0
votes

I am using spring batch to read records from postgresql DB using RepositoryItemReader and then write it to a topic. I see that there were around 1 million records which had to be processed but it didn't process all the records. I have set pageSize for reader as 10,000 and same as commit interval (chunk size)

@Bean
public TaskletStep broadcastProductsStep(){
    return stepBuilderFactory.get("broadcastProducts")
            .<Product, Product> chunk(10000)
            .reader(productsReader.repositoryItemReader())
            .processor(productsProcessor)
            .writer(compositeItemWriter)                    
            .faultTolerant()
            .skip(Exception.class)                              
            .skipLimit(100000)
            .processorNonTransactional()                        
            .listener(new SkipListenerProducts())               
            .listener(productsChunkListener)
            .build();
}


@Bean
public RepositoryItemReader repositoryItemReader() {

    RepositoryItemReader<Product> repositoryReader = new RepositoryItemReader<>();

    try {
        repositoryReader.setRepository(skuRepository);
        repositoryReader.setMethodName("findByIsUpdatedAndStatusCodeIn");
        repositoryReader.setPageSize(10000);
        repositoryReader.setSaveState(false);

        List<List<String>> arguments = new ArrayList<>();
        arguments.add(Stream.of(SkuStatus.RELEASED.getValue().toString(), SkuStatus.BLOCKED.getValue().toString(),
                SkuStatus.DISCONTINUED.getValue().toString())
                  .collect(Collectors.toList()));
        repositoryReader.setArguments(arguments);

        Map sorts = new HashMap();
        sorts.put("catalog_number", Sort.Direction.ASC);

        repositoryReader.setSort(sorts);
        repositoryReader.afterPropertiesSet();

    } catch (Exception exception){
        exception.printStackTrace();
    }

    return repositoryReader;
}

@Query(value = "SELECT * FROM CATALOG.PRODUCTS WHERE IS_UPDATED = 'true' AND STATUS_CODE IN (:statusCode)",
       countQuery = "SELECT COUNT(*) FROM CATALOG.PRODUCTS WHERE IS_UPDATED = 'true' AND STATUS_CODE IN (:statusCode)",
       nativeQuery = true)
public Page<Product> findByIsUpdatedAndStatusCodeIn(@Param(value = "statusCode") List<String> statusCode, 
        Pageable pageable);
1
do you change the IS_UPDATED column after writing to the topic ?benbenw
Yes...do modify it in the writer later as false.Goni_code_love

1 Answers

2
votes

The problem is probably that you're mixing pagination and update on the criteria of the reader query (IS_UPDATED).
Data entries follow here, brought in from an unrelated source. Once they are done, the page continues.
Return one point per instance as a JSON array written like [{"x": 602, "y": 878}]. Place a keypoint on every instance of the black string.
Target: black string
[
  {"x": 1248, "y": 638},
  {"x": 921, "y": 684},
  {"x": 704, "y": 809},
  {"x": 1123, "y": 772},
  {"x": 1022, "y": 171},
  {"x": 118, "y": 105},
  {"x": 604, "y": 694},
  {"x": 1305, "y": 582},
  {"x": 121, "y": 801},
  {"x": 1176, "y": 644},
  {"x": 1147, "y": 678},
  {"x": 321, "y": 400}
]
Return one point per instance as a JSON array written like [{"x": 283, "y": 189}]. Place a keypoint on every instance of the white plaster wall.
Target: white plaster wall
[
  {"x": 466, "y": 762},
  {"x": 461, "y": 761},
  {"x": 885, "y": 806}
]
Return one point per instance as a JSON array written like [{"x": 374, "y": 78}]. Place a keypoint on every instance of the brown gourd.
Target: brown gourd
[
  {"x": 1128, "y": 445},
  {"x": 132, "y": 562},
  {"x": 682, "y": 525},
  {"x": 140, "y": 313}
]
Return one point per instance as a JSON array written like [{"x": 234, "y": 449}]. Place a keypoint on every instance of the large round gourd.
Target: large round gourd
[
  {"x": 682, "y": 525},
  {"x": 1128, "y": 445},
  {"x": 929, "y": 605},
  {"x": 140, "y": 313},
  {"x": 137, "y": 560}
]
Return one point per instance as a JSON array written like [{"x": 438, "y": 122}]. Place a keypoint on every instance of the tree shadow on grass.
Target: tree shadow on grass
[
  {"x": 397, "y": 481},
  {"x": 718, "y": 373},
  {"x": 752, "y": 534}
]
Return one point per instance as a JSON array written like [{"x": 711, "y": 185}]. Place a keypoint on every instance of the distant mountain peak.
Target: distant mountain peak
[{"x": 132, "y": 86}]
Example with page size = 2 and 6 lines in db

  • A IS_UPDATED=true
  • B IS_UPDATED=true
  • C IS_UPDATED=true
  • D IS_UPDATED=true
  • E IS_UPDATED=true
  • F IS_UPDATED=true

First read page = 1 return lines A and B

After writer execution (set IS_UPDATED to false for A & B), we have in db :

  • C IS_UPDATED=true
  • D IS_UPDATED=true
  • E IS_UPDATED=true
  • F IS_UPDATED=true

Second read will move to page 2 so it will take line E & F and not C & D

Either :

  1. you should not update the IS_UPDATED column.
  2. Or you create a subclass of RepositoryItemReader and where you override getPage
    @Override
    public int getPage() {
        return 0;
    }

Option 2 is more resilient to batch crash / error but you have to make sure IS_UPDATED is always set to false in your writer otherwise the reader will indefinitely loop.

Option 2 will also need more tuning if you're using multithreaded step.